What do we really take with us as we travel through time? Things like houses, cars, and our belongings are, for all intents and purposes, consumables. They are temporary, replaceable, inanimate, and largely unimportant in the grand scheme. What about relationships? Do relationships travel with us through time? Not really. Relationships are fundamentally external to us, and all but the very best have expiration dates. I would suggest that the only thing we, as individuals, really take with us through time is the information stored in our person. In our body and mind.
Our body and mind store all of the information that we get to take with us through time. They keep records of where we’ve been, what we’ve learned, and how we’ve felt. But these records are incomplete. We can only take so much information with us and it degrades over time, for better and for worse. The Venn diagram below shows one way to visualize this idea.

The overlap at the center of the diagram is the totality of the information we have at any one moment in time, made up of what we’ve taken with us from the past, what we have in the present, and what we theorize about the future.
We’re like an actor illuminated by a spotlight on a dark stage. All is black except what the light allows us to see: a small way into the past and an even smaller way into the future. The spotlight represents the information that is available to us in the present. The information we have about the past is fluid. It changes, loses fidelity as the spotlight moves across the stage, and eventually fades to black. The information we have about the future is fluid too and even more slippery. It’s hard to grasp because we have to interpret a sea of variables to come up with an idea of what may take place. Our predictions about the future are rarely correct.

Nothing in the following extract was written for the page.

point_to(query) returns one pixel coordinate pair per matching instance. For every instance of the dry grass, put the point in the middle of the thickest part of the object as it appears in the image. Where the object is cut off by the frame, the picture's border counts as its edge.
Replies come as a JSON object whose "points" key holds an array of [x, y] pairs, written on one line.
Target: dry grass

The fact that our information is limited and fades over time is not all bad. It is thanks to the degradation of information that time heals all wounds. With time, the information we retain from a wounding event changes and loses resolution. Our memory reshapes the experience. Softening the edges and fading harsh details into the background. We start to lose some of the experience altogether. We would be crushed if all of our trauma events were perfectly preserved in our minds forever.
Unfortunately, the opposite is also true. If time heals the bad, it also obscures the good. We forget how good the good experiences felt. We forget some of the lessons that we learned. If we aren’t careful, our past – what we retain of it – can transform into a monotone, neutral, non-event. We forget the highs and the lows and the lessons. Crucially, it is precisely this information that gives our lives color, substance, and wisdom.

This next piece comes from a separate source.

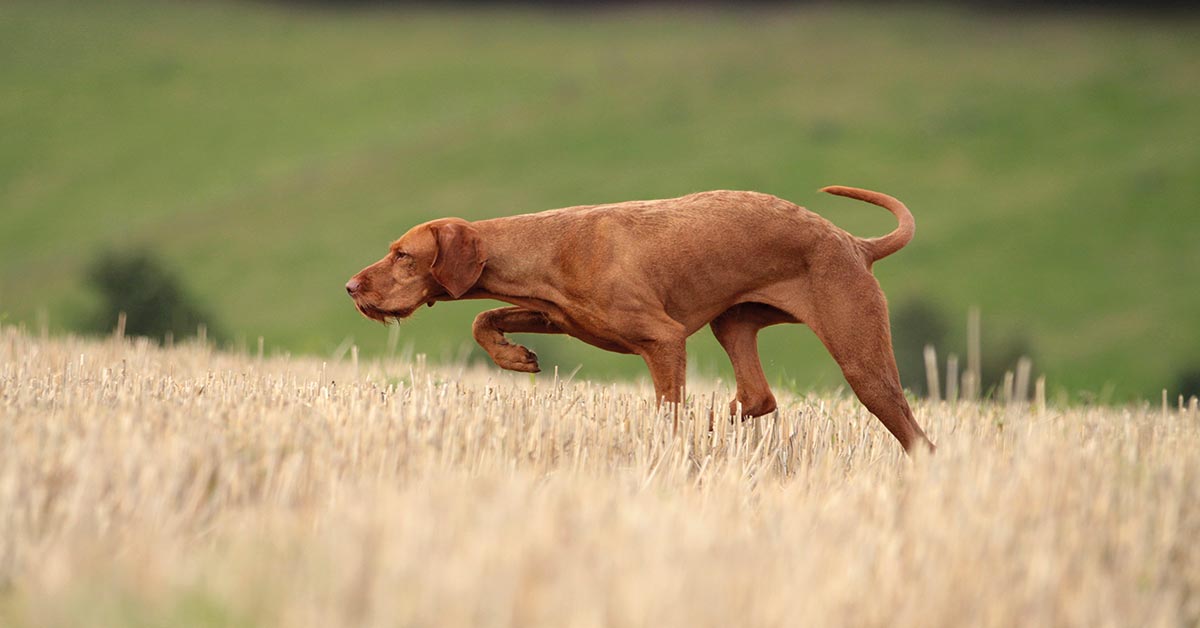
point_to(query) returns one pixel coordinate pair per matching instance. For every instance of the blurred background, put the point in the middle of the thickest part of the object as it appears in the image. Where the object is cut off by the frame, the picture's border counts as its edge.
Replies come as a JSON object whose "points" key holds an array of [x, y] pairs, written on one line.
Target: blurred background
{"points": [[233, 163]]}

So how do we address this deficit? What do we do about the fact that time is eating away at our information, experience, and wisdom?
I think it begins with intentionality. Be intentional about the information you choose to bring with you through time. Don’t let the information you once possessed and valued slip away. Perhaps start a journal and document the events in your life that you want to protect from time, how those events made you feel, and what you learned. Review those journals regularly. It doesn’t have to be written, maybe you record videos or audio notes or perhaps you take pictures or create art. Whatever your method, the point is to preserve information, to preserve your experience and wisdom, through documentation.

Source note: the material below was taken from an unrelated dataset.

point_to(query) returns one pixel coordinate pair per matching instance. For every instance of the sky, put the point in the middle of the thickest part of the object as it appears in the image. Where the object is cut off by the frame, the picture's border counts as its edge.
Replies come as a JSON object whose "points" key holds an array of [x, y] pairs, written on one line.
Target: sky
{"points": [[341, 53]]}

Time wants to take everything we have. As long as we’re here, it’s our job to fight back.
DO NOT GO GENTLE INTO THAT GOOD NIGHT
by Dylan Thomas
Do not go gentle into that good night,
Old age should burn and rave at close of day;
Rage, rage against the dying of the light.
Though wise men at their end know dark is right,
Because their words had forked no lightning they
Do not go gentle into that good night.
Good men, the last wave by, crying how bright
Their frail deeds might have danced in a green bay,
Rage, rage against the dying of the light.
Wild men who caught and sang the sun in flight,
And learn, too late, they grieved it on its way,
Do not go gentle into that good night.
Grave men, near death, who see with blinding sight
Blind eyes could blaze like meteors and be gay,
Rage, rage against the dying of the light.
And you, my father, there on the sad height,
Curse, bless, me now with your fierce tears, I pray.
Do not go gentle into that good night.
Rage, rage against the dying of the light.